Jiménez, de 37 años y residente en Barcelona, falleció tras consumir una cantidad mortal de cocaína y alcohol durante una transmisión en vivo. Según reporta El País, el streamer organizó un encuentro privado de fin de año a través de Google Meet, donde un grupo reducido de seguidores, que pagaron 5 euros, lo observaba mientras aceptaba desafíos peligrosos. Esta práctica, que ha ganado notoriedad en internet, permite a los streamers realizar retos en directo a cambio de dinero, aunque las consecuencias pueden ser fatales.
Las circunstancias de su muerte están siendo investigadas por los Mossos d’Esquadra, la policía de Cataluña.
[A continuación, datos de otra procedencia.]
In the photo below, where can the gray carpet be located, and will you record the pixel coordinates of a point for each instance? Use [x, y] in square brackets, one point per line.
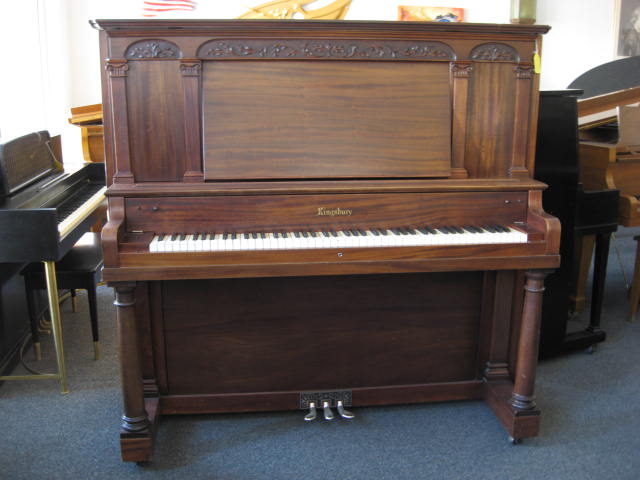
[590, 422]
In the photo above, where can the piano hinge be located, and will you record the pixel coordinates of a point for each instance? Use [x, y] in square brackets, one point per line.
[326, 396]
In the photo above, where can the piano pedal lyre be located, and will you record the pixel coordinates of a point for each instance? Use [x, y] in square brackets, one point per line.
[328, 400]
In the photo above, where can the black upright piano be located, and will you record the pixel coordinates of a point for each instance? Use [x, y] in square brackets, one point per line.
[44, 209]
[582, 212]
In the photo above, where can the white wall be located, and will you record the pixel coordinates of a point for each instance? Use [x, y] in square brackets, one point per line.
[58, 32]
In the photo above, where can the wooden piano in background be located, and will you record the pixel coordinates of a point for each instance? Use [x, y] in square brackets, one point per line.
[609, 132]
[89, 119]
[322, 215]
[583, 212]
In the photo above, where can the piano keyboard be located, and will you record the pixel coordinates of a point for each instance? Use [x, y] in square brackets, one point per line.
[311, 239]
[72, 213]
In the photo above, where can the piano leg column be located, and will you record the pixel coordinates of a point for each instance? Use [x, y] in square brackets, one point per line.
[56, 323]
[599, 276]
[525, 374]
[136, 437]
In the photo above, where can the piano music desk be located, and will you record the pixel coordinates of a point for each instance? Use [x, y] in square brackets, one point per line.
[322, 212]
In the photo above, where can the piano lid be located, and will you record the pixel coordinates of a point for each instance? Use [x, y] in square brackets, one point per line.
[24, 160]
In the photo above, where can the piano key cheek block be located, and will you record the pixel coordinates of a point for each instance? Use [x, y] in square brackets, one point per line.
[345, 217]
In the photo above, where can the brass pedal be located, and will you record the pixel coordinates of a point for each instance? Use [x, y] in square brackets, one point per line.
[309, 417]
[328, 400]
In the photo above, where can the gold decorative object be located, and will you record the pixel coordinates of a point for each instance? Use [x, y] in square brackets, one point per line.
[287, 9]
[523, 11]
[430, 14]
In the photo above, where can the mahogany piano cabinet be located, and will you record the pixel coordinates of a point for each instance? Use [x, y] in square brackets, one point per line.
[322, 212]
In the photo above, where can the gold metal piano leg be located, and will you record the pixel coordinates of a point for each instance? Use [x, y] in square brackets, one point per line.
[56, 325]
[56, 322]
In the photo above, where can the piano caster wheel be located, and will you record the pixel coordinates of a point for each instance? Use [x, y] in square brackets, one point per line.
[328, 414]
[343, 412]
[309, 417]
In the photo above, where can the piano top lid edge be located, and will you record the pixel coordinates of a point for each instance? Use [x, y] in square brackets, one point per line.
[307, 188]
[255, 26]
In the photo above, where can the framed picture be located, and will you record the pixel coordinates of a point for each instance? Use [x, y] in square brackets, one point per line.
[430, 14]
[627, 28]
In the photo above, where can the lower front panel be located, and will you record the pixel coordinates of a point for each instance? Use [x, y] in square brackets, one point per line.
[250, 336]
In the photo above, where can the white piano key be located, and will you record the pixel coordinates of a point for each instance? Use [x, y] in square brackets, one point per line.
[352, 238]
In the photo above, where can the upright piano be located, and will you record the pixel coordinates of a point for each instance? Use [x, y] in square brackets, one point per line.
[45, 207]
[320, 215]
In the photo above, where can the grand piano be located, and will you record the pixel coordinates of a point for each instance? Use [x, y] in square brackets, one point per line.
[608, 131]
[44, 209]
[322, 215]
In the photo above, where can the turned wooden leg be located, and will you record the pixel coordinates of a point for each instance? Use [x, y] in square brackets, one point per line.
[134, 418]
[522, 397]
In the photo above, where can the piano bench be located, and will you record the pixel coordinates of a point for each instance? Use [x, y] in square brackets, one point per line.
[634, 296]
[80, 268]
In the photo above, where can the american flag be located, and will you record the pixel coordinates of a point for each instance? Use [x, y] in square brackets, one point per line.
[151, 8]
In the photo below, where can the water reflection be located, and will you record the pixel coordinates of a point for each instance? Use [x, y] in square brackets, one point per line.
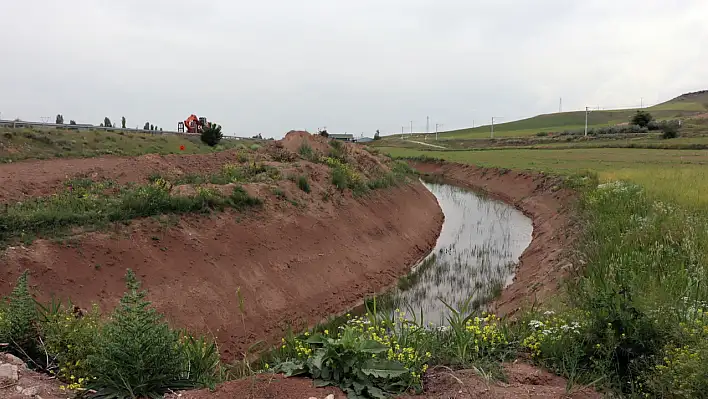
[480, 242]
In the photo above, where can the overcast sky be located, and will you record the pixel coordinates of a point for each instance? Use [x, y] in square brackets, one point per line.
[274, 65]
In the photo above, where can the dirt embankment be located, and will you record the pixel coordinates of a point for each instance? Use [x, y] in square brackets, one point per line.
[544, 263]
[296, 261]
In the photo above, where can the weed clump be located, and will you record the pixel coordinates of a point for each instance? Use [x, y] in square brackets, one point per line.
[134, 354]
[303, 184]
En una transmisión posterior a la tragedia, Simón Pérez, otro streamer que influyó en Jiménez para adentrarse en este mundo, reveló que el fallecido había consumido aproximadamente 6 gramos de cocaína en un periodo de tres horas, además de una raya de 2 gramos. Pérez comentó: “Yo ya le dije veces que 2 gramos era sobredosis, que estaba estudiado”.
Familiares de Jiménez encontraron su cuerpo sin vida en su cama, con el computador aún conectado y personas pidiendo que se terminara una botella de whisky, argumentando que “para eso habían pagado”. Se ha informado que Jiménez estaba bajo tratamiento psiquiátrico, lo que añade una capa de complejidad a la situación.
Este trágico suceso ha reavivado el debate sobre la seguridad y la ética en las plataformas de streaming, donde la presión por generar contenido extremo puede llevar a consecuencias devastadoras. La comunidad de streamers y seguidores se encuentra en estado de shock, reflexionando sobre los riesgos asociados a este tipo de retos.